Key features that Plexus hopes to incorporate into its new POS-GRIP HGSS subsea wellhead design include:
The wellhead standards utilized by the Plexus JIP will be more stringent than those proposed by API for similar technology, Van Bilderbeek commented.
The Plexus wellhead standard will be pitched to match the standards required of premium casing and tubing couplings. Van Bilderbeek noted that this is not the approach that API currently takes by allowing a single sample test, and unlimited number of attempts.
The Plexus JIP also requires make and break testing, test to failure, simulate field conditions, and test under loading, Van Bilderbeek noted.
BSEE has identified the need for development work on 20,000 psi extreme HP/HT subsea drilling equipment and well design. However, Van Bilderbeek pointed out that a recent BSEE report fails to address systemic shortcomings of conventional 15,000 psi and below applications, focusing only on work to be done in the 20,000 psi and above category.
The BSEE has reported that additional developments and qualified work will be required before 20,000 psi systems are commercially available for subsea applications. For 20,000 psi drilling equipment, the current direction is the development of custom products. Wellhead systems with working pressures in excess of 15,000 psi are under development and not expected to be ready for use for a number of years.

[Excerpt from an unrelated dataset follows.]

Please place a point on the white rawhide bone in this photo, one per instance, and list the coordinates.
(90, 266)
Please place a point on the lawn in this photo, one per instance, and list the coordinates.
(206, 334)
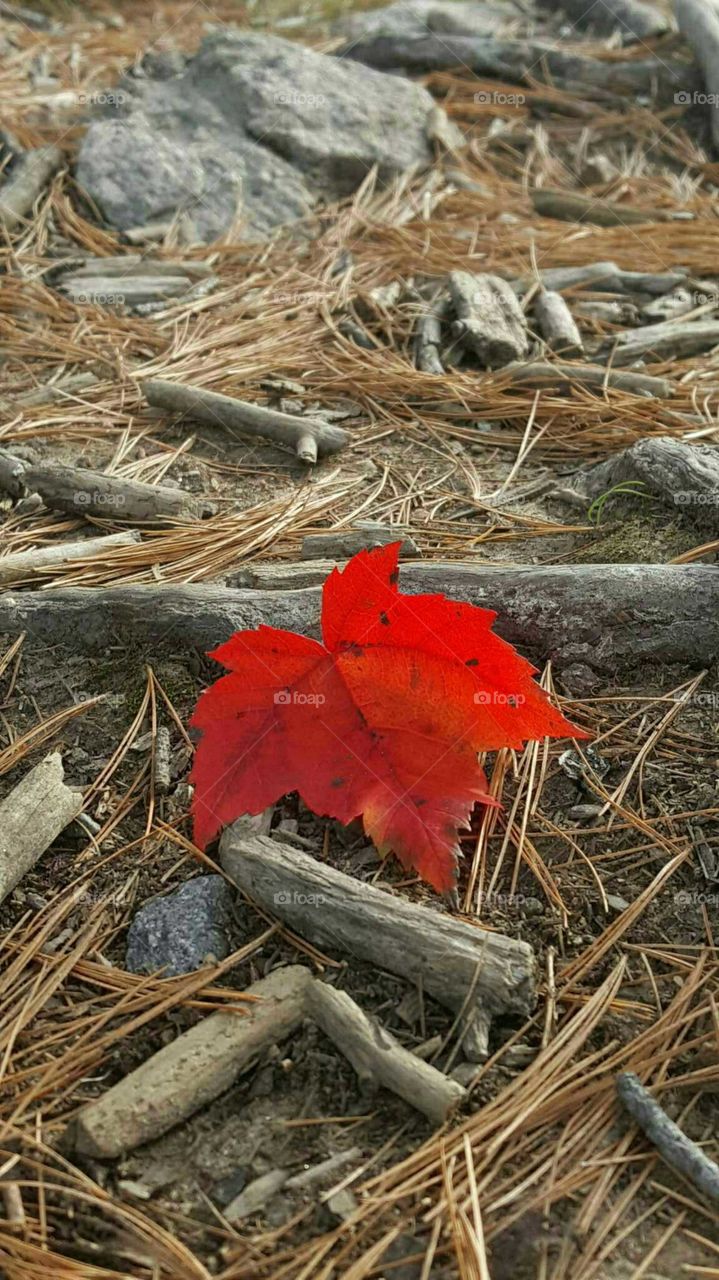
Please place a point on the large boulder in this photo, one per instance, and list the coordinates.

Van Bilderbeek reported that the HGSS wellhead technology design work is underway, based on qualified hanger designs used on 20,000 psi surface drilling operations in the North Sea.
Testing on the HGSS JIP to adapt POS-GRIP technology for subsea applications is well advanced, and a POS-GRIP HP/HT tie-back connector designed to allow operators to pre-drill HP/HT production wells is now available.
Plexus believes POS-GRIP's potential in its HP/HT tieback application is one of the most far reaching developments in many years. According to Plexus, HP/HT and ultra high-pressure/high-temperature (XHP/XHT) wells could be safely tied back at a future date, negating the disposable nature of these wells.
Potential savings for the operator is the entire cost of the well, which Plexus estimates is between $75 million to $450 million per HP/HT well, and the well can begin to generate revenues at a much earlier date. HP/HT wells in a proven field could be pre-drilled and abandoned ready for completion while the platform was being designed and construction.